# Small aggressive cichlids for my tank



## gage (Feb 7, 2007)

hey guys, im looking for some sort of aggressive pairing cichlid that maxes at an absolute max of 3.5" or smaller.

i was thinking HRP's, but i have no clue how large a full grown male is.

any suggestions are appreciated, but no Mikrogeophagus or Apistogrammas.


----------



## hyposalinity (Apr 30, 2008)

Since we are in the CA Cichlid section, I would say Neets or Cons, both would be good choices for a 20long or 29show tank. Demanosi, Saulosi or Afras would be a good choice if we are talking Africans, but you would need 3 or 4, not a pair, consisting of 1 male and 2 or 3 females. A pair of Jewel Cichlids could be an option too though.


----------



## dwarfpike (Jan 22, 2008)

Yellow cons, _Archocentrus nanoluteus_ are the smallest central at 3-3.5 inches (even though the profile says they get bigger).

HBP get about 5" ...

I know it's not central, but african butterfly cichlids _Anomalochromis thomasi_ are sweet little 3" cichlids. Despite being named after rams and looking like them, they are in the jewelfish family and show it! :thumb:


----------



## gage (Feb 7, 2007)

thanx for the replys guys.

hyposalinty, cons and neets get to large, needs to stay at 3ish inchs, and neets and cons get to large, im thinking about getting a neet for my large tank though. even the other fish you mentioned get much to large for what im looking for.

thanx for the suggestions dwarf pike, *** heard of the yellow dwarfs, but i dunno how easy they are to find, and ill look into the butterfly cichlid!


----------



## kaphil (Aug 3, 2006)

If you are willing to consider African, you could do worse than the good old kribensis. A pair is plenty aggressive but does not have huge territorial demands. Colourful, easily available and easy to breed.


----------



## heylady (Oct 14, 2004)

Rainbows!
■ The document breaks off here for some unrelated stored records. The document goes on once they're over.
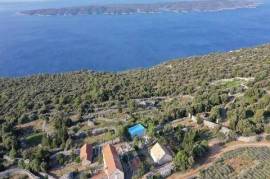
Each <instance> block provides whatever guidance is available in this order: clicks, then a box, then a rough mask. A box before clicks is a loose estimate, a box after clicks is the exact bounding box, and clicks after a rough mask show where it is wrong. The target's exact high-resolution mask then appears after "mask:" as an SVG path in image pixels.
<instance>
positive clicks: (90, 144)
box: [80, 144, 93, 161]
mask: <svg viewBox="0 0 270 179" xmlns="http://www.w3.org/2000/svg"><path fill="white" fill-rule="evenodd" d="M92 152H93V147H92V145H91V144H84V145H83V146H82V147H81V149H80V158H81V160H89V161H92Z"/></svg>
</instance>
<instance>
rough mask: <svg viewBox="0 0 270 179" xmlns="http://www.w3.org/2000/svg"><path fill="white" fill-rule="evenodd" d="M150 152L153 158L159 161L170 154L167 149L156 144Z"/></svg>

Small, aggressive, colorful....


----------



## shef (Oct 3, 2004)

Rainbows are small and colorful, but I've never had one that could be considered aggressive.


----------



## travis2k (Apr 23, 2008)

> I would say Neets or Cons


Well my male cons are closer to 6" than they are to 3.5"

If you are looking for small and agressive, you might be better with africans


----------



## gage (Feb 7, 2007)

sorry for not replying, been on a trip for band class.

im still looking for options, im goin to do some research and see what i can come up with.

thanx.


----------